Obama Disguises Campaign Donation Website as 'Immigration Reform' Fundraiser, the Sneaky Bastard
In case we had any doubts, President Obama confirmed to a million inboxes this evening that his immigration-reform speech in El Paso, Texas, earlier today was a big, fat no-promises stunt to woo the crucial Latino voting block back over to Team Hope. He wasted no time before asking Latinos (and bleeding-heart liberals), via email, to help fund his 2012 campaign -- that is, if they ever want to see their deported grandmothers again.
A note with the subject line "Fixing what's broken" addresses us personally (we're tickled), then rambles on, eloquent as always, about America's broken immigration system and why the president is helpless to fix it alone.
Because this is such a tough problem -- one that politicians in Washington have been either exploiting or dodging, depending on the politics -- this change has to be driven by people like you.

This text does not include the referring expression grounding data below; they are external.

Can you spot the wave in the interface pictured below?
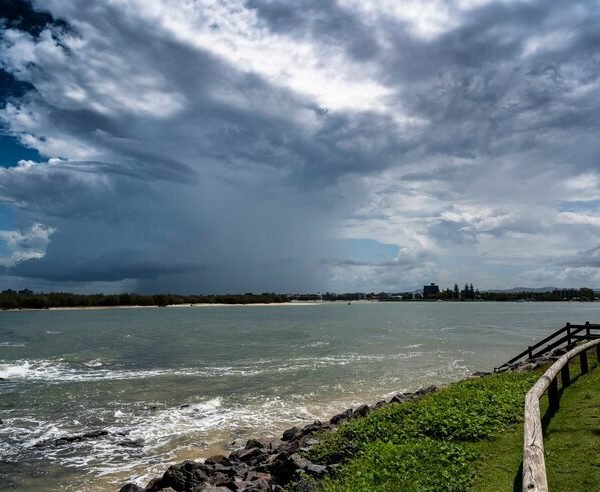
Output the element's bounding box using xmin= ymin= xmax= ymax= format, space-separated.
xmin=0 ymin=342 xmax=26 ymax=347
xmin=0 ymin=351 xmax=426 ymax=383
xmin=0 ymin=394 xmax=320 ymax=484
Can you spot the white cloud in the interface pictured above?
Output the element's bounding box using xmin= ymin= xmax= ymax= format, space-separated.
xmin=0 ymin=223 xmax=55 ymax=266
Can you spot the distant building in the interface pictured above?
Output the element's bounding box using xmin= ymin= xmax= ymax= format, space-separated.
xmin=18 ymin=289 xmax=33 ymax=295
xmin=423 ymin=283 xmax=440 ymax=297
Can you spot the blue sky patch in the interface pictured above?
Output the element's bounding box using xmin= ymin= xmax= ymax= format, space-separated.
xmin=0 ymin=135 xmax=41 ymax=168
xmin=336 ymin=238 xmax=399 ymax=263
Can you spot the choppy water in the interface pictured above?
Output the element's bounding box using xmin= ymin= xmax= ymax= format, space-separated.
xmin=1 ymin=301 xmax=599 ymax=491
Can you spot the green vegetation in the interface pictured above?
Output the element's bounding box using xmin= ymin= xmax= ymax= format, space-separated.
xmin=0 ymin=291 xmax=289 ymax=310
xmin=544 ymin=357 xmax=600 ymax=491
xmin=306 ymin=371 xmax=539 ymax=491
xmin=302 ymin=355 xmax=599 ymax=491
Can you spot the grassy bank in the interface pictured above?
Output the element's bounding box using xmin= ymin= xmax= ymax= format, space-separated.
xmin=298 ymin=352 xmax=599 ymax=491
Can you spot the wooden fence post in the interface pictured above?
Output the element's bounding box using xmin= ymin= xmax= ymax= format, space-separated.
xmin=596 ymin=344 xmax=600 ymax=362
xmin=580 ymin=350 xmax=589 ymax=374
xmin=566 ymin=323 xmax=572 ymax=345
xmin=548 ymin=377 xmax=559 ymax=412
xmin=561 ymin=362 xmax=570 ymax=387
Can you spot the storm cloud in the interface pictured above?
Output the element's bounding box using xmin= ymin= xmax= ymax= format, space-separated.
xmin=0 ymin=0 xmax=599 ymax=293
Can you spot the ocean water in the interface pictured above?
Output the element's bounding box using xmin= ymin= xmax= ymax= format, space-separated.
xmin=1 ymin=301 xmax=599 ymax=491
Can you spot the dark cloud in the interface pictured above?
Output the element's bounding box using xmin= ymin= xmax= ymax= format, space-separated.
xmin=0 ymin=0 xmax=600 ymax=291
xmin=246 ymin=0 xmax=381 ymax=60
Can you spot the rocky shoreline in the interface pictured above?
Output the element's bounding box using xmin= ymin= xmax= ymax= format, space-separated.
xmin=118 ymin=351 xmax=561 ymax=492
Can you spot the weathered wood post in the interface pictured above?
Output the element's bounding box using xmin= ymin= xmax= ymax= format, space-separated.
xmin=580 ymin=349 xmax=589 ymax=374
xmin=566 ymin=322 xmax=571 ymax=346
xmin=523 ymin=339 xmax=600 ymax=492
xmin=585 ymin=321 xmax=590 ymax=337
xmin=547 ymin=377 xmax=559 ymax=412
xmin=561 ymin=362 xmax=570 ymax=387
xmin=596 ymin=343 xmax=600 ymax=361
xmin=528 ymin=346 xmax=533 ymax=359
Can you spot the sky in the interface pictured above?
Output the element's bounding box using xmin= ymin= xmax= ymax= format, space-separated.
xmin=0 ymin=0 xmax=599 ymax=294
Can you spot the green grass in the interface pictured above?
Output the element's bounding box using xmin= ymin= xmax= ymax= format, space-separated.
xmin=541 ymin=354 xmax=600 ymax=491
xmin=305 ymin=371 xmax=539 ymax=491
xmin=470 ymin=352 xmax=600 ymax=491
xmin=300 ymin=351 xmax=599 ymax=492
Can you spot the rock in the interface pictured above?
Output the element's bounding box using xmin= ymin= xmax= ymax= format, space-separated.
xmin=390 ymin=393 xmax=410 ymax=404
xmin=230 ymin=447 xmax=264 ymax=463
xmin=243 ymin=478 xmax=270 ymax=491
xmin=468 ymin=371 xmax=491 ymax=379
xmin=212 ymin=464 xmax=234 ymax=476
xmin=34 ymin=429 xmax=109 ymax=447
xmin=118 ymin=439 xmax=144 ymax=448
xmin=270 ymin=453 xmax=310 ymax=483
xmin=299 ymin=421 xmax=330 ymax=439
xmin=244 ymin=438 xmax=268 ymax=450
xmin=352 ymin=404 xmax=370 ymax=419
xmin=143 ymin=478 xmax=161 ymax=491
xmin=281 ymin=426 xmax=300 ymax=441
xmin=514 ymin=362 xmax=536 ymax=372
xmin=305 ymin=464 xmax=326 ymax=478
xmin=118 ymin=483 xmax=144 ymax=492
xmin=266 ymin=438 xmax=284 ymax=450
xmin=147 ymin=460 xmax=211 ymax=491
xmin=244 ymin=471 xmax=272 ymax=482
xmin=415 ymin=385 xmax=437 ymax=396
xmin=298 ymin=438 xmax=319 ymax=452
xmin=287 ymin=476 xmax=318 ymax=492
xmin=210 ymin=472 xmax=232 ymax=487
xmin=373 ymin=400 xmax=387 ymax=409
xmin=329 ymin=409 xmax=353 ymax=425
xmin=205 ymin=455 xmax=230 ymax=466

Washington won't act unless you lead.
So if you're willing to do something about this critical issue, join our call for immigration reform now. Those who do will be part of our campaign to educate people on this issue and build the critical mass needed to make Washington act:
The link guides us to a video of Obama's speech in Texas (embedded below) and a red-hot button labeled "ADD YOUR NAME." Seems like some kind of feel-good petition, right?
Wrong. "ADD YOUR NAME" yields a standard campaign-contribution form with slots for your billing address, credit-card info, etc. -- ready to be dumped into the general Obama fund, the "immigration reform" earmark forever lost to the Interwebs.
Dude -- did we just get 'Rack-rolled?
All this whining about Republican resistance to anything not fence- or taser-related is getting old.
As one L.A. protester pointed out at a downtown demonstration today, Obama had a Democratic supermajority for the entire first half of his presidency. Where was all this urgency and solidarity -- e.g., "you and I need to be the ones talking about this issue in the language of hope, not fear" -- back when the POTUS could have actually done something about it?
To be fair, Obama may be having some regrets about that.
Upon election, he immediately amped border security and deportations to never-before-seen brutishness as a concession to Republicans (perhaps desparate for those few extra health-care bill votes?), and is now acting extremely that bitter they didn't bite. Via the NYT:
"We have gone above and beyond what was requested by the very Republicans who said they supported broader reform as long as we got serious about enforcement," he added. "All the stuff they asked for, we've done. But even though we've answered these concerns, I've got to say I suspect there are still going to be some who are trying to move the goal posts on us one more time" -- to the point of seeking a moat and alligators, he joked. "That's politics."
During the president's grand tour of Latin America in March, which kick-started this conveniently timed Latino-friendly crusade, UCLA professor Raul Hinojosa-Ojeda explained to the Weekly how the president's plan went terribly wrong:
Obama is "buying into [the right-wing] mentality... so he can then have credibility [to make reforms] -- but the more he goes to the right, the Republicans move even further to the right."
Now, the overwhelming sentiment among Latino activists is too little, too late.